Some reasons for wanting this are to get to more data than might be
shown on the HTML view. If I'm on a WAP phone, for example, but I
want to redirect the full feed material to an aggregator. Scraping
just the HTML would leave out a LOT of material. Sending it as meta-
data would overwhelm the memory in the phone. (AvantGo limits
anyone?). But if the phone supported detecting this source meta-data
and had a way to push that, well, then we'd be getting somewhere!
Don't let the data die.
Stop pushing it into presentation formats only to be poorly scraped.
Provide a way to get back to the original data in an XML format.
You raise a good point about the identifier not being feed-oriented.
Making it unique within the feed seems like a reasonable start.
Forcing global uniqueness doesn't seem necessary and would probably
irritate too many people. Using a GUID isn't hard but that's another
debate.
This wouldn't be very hard to code.

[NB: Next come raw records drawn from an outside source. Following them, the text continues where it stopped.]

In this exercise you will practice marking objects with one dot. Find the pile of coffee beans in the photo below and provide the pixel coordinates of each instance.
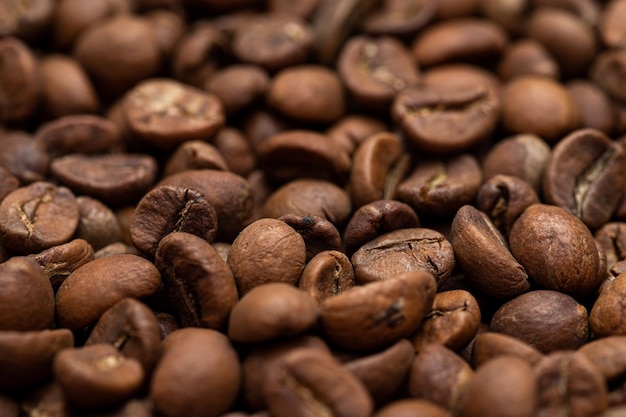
(312, 208)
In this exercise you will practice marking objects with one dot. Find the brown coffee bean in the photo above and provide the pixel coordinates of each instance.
(306, 379)
(523, 156)
(538, 105)
(403, 250)
(440, 188)
(200, 286)
(445, 120)
(271, 311)
(38, 216)
(534, 316)
(81, 300)
(26, 357)
(439, 375)
(59, 261)
(303, 153)
(503, 385)
(326, 275)
(97, 376)
(453, 321)
(168, 209)
(591, 185)
(557, 250)
(131, 327)
(384, 373)
(569, 381)
(376, 218)
(228, 193)
(198, 374)
(484, 257)
(488, 345)
(19, 82)
(374, 70)
(310, 196)
(380, 313)
(379, 163)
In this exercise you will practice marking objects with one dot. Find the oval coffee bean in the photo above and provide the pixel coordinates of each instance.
(380, 313)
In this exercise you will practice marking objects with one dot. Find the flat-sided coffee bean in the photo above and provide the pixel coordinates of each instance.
(453, 321)
(534, 316)
(590, 186)
(319, 234)
(376, 218)
(228, 193)
(403, 250)
(19, 86)
(26, 357)
(490, 344)
(167, 209)
(439, 375)
(557, 250)
(26, 299)
(273, 41)
(97, 376)
(271, 311)
(200, 286)
(309, 196)
(440, 188)
(538, 105)
(58, 262)
(378, 165)
(504, 198)
(310, 379)
(384, 373)
(116, 179)
(504, 385)
(380, 313)
(268, 250)
(81, 300)
(569, 381)
(326, 275)
(523, 156)
(446, 120)
(131, 327)
(198, 374)
(374, 70)
(399, 17)
(484, 257)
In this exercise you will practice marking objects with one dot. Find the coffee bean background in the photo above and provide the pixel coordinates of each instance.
(346, 208)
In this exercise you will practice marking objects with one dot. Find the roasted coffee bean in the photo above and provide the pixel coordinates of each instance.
(27, 299)
(533, 316)
(569, 381)
(377, 218)
(58, 262)
(308, 379)
(380, 313)
(200, 285)
(26, 357)
(503, 385)
(590, 186)
(167, 209)
(81, 300)
(131, 327)
(453, 321)
(484, 257)
(198, 374)
(271, 311)
(97, 375)
(488, 345)
(439, 375)
(403, 250)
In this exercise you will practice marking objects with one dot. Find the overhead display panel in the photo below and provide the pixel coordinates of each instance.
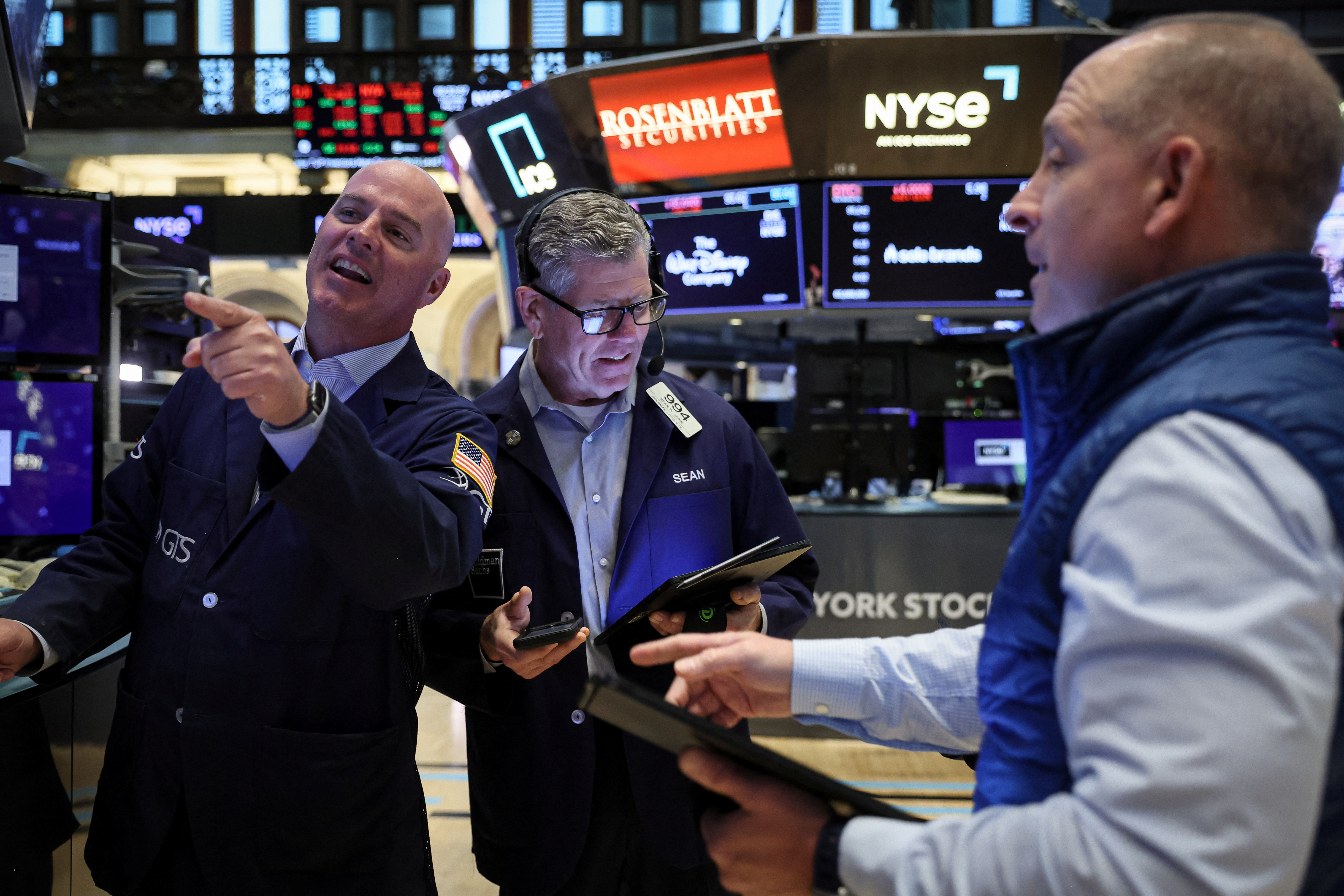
(517, 154)
(729, 250)
(699, 120)
(923, 244)
(900, 104)
(351, 125)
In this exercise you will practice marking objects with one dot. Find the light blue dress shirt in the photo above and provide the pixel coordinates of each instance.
(589, 463)
(342, 375)
(1197, 686)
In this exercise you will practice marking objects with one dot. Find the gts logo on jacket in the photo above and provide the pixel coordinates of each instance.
(174, 543)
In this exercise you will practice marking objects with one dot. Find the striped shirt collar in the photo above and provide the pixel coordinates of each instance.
(343, 375)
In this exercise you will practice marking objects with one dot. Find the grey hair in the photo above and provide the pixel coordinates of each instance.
(1252, 88)
(580, 227)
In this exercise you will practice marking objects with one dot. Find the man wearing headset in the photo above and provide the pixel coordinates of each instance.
(600, 500)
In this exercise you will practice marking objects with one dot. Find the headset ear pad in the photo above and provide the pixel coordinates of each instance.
(527, 272)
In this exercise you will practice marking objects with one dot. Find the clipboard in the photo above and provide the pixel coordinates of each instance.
(643, 714)
(709, 586)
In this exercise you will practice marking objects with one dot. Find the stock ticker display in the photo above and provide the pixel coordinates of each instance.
(933, 242)
(351, 125)
(729, 250)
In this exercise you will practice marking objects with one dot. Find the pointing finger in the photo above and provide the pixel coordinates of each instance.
(193, 357)
(218, 311)
(655, 653)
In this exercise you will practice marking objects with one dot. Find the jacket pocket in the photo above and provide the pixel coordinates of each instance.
(114, 811)
(689, 533)
(189, 512)
(327, 804)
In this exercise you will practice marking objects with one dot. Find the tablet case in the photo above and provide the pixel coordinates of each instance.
(632, 709)
(710, 587)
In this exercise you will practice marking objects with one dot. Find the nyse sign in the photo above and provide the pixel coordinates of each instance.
(928, 112)
(904, 574)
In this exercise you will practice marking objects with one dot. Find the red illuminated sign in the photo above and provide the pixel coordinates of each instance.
(706, 119)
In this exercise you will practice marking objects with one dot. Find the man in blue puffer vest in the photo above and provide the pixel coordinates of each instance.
(1155, 694)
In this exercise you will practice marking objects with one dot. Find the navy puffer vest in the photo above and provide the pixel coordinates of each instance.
(1245, 340)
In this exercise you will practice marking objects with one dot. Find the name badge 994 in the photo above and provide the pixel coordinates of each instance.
(671, 405)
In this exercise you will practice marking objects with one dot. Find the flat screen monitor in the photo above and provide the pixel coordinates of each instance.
(984, 453)
(56, 267)
(729, 250)
(1330, 246)
(900, 244)
(49, 456)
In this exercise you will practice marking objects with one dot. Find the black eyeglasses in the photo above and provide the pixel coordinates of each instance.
(604, 320)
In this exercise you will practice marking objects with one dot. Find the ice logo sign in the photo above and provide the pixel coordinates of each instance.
(707, 265)
(527, 181)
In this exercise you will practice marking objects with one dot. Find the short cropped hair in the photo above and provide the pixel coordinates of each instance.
(1273, 111)
(580, 227)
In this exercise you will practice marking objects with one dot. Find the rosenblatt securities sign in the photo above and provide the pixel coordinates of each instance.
(699, 120)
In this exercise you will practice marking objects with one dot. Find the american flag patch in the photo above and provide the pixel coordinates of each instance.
(470, 459)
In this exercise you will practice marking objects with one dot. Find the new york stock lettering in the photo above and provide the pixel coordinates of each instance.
(916, 605)
(733, 115)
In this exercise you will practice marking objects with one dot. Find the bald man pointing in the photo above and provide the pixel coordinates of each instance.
(269, 545)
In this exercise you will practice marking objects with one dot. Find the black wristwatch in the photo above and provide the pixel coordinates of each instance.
(826, 863)
(316, 402)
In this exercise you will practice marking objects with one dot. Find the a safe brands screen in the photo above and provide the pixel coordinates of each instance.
(46, 457)
(50, 275)
(729, 250)
(927, 242)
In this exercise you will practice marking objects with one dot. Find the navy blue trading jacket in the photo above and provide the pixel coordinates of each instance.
(531, 765)
(277, 707)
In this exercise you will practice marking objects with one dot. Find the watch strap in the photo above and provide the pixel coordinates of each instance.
(826, 863)
(316, 402)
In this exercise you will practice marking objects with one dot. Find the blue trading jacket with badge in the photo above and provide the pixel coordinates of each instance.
(531, 765)
(1245, 340)
(271, 631)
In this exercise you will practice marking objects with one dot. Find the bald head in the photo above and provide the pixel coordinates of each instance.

Most of the stuff is coming out
of databases now. They've usually got some form of ID on the
record. Put that into a meta-data structure inside the HTML. Put
the source URI in the page itself. Put the item ID in a meta-tag
with the item. Browsers support scripting that can extract this data.
Then put a SOAP interface or even simple CGI that will return the
data in XML.
-Bill Kearney